FIG. 2k schematically illustrates the semiconductor device 200 according to further illustrative embodiments in which the residual layer 215R may be efficiently used as an etch stop or protection layer for forming a passivation layer or cap layer 212C, at least on the exposed surface portions 212S. For example, a non-selective process 204 may be performed to provide the cap layer 212C, for instance by depositing an appropriate material, wherein, in some cases, material 212D may also be deposited on the residual layer 215R. For this purpose, any appropriate physical or chemical vapor deposition techniques, electroplating processes and the like may be used. Thereafter, the undesired portion 212D may, at least partially, be removed by providing an appropriate mask (not shown) so as to cover at least the metal regions 212 while exposing the portions 212D. For this purpose, the same lithography mask may be used as is also employed for defining metal regions 212 within the dielectric material 211, however, on the basis of a negative resist, wherein the corresponding alignment accuracy may be less critical as long as a conductive path between neighboring metal regions 212 may be disconnected by a subsequent etch process for removing exposed portions of the material 212D. During the corresponding etch process, the residual layer 215R may act as a reliable etch stop material, thereby maintaining integrity of the dielectric material 211.

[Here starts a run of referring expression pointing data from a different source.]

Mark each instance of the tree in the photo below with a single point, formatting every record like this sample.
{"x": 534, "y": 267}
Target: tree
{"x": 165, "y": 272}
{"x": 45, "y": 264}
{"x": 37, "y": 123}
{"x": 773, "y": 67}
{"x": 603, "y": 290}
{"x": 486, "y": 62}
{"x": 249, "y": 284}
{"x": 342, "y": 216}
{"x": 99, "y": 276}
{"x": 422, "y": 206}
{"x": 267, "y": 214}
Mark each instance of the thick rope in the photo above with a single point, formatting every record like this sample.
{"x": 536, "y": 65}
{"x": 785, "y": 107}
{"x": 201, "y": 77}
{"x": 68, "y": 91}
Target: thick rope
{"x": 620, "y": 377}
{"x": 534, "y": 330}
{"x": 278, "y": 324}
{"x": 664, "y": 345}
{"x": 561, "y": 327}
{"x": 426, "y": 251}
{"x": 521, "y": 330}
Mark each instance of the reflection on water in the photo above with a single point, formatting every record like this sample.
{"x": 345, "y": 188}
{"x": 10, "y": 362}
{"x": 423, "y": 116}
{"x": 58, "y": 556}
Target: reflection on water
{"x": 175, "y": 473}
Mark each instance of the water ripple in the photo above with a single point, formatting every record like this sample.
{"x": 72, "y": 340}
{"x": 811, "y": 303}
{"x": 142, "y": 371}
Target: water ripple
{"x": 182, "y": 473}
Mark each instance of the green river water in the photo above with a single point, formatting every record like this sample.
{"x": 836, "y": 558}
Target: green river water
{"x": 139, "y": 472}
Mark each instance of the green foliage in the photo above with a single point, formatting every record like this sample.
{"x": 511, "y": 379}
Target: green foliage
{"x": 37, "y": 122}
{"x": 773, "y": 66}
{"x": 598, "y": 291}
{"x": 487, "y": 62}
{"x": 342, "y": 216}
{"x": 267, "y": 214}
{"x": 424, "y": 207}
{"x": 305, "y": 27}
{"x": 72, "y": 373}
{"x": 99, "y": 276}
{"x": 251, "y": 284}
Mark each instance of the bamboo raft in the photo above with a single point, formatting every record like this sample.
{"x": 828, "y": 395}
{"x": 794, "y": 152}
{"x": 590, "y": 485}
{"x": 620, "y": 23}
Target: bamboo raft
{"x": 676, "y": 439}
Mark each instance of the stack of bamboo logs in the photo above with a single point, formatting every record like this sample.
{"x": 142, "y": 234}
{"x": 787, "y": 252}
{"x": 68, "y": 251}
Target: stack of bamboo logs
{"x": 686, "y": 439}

In other illustrative embodiments, the process 204 may include a surface treatment for forming the cap layer 212C, for instance in the form of a passivation layer and the like, while integrity of the material 211 may be maintained by the residual layer 215R. For example, a thin passivation layer may be formed on exposed copper surface areas by means of appropriate wet chemical etch chemistries, which may include corrosion inhibitors and the like, which may result in a thin substantially self-limiting passivation layer, which may protect the metal regions 212 during the further processing, for instance during the deposition of a further dielectric material.
As a result, the present disclosure provides techniques and semiconductor devices in which a dielectric cap layer may be maintained partially during a planarization process for removing excess material of metal and barrier material, thereby forming a portion of an upper sidewall area of the corresponding metal regions. The remaining dielectric cap layer may further ensure integrity of the sensitive dielectric material during the further processing, for instance during the deposition of a further low-k dielectric material for a subsequent metallization layer, thereby reducing overall process complexity, since a dedicated etch stop material may not be required, as is the case in conventional approaches. Furthermore, when selectively forming a conductive cap layer, the residual dielectric cap layer may provide integrity of the underlying dielectric material, thereby providing enhanced overall process flexibility.
The particular embodiments disclosed above are illustrative only, as the invention may be modified and practiced in different but equivalent manners apparent to those skilled in the art having the benefit of the teachings herein. For example, the process steps set forth above may be performed in a different order. Furthermore, no limitations are intended to the details of construction or design herein shown, other than as described in the claims below. It is therefore evident that the particular embodiments disclosed above may be altered or modified and all such variations are considered within the scope and spirit of the invention. Accordingly, the protection sought herein is as set forth in the claims below.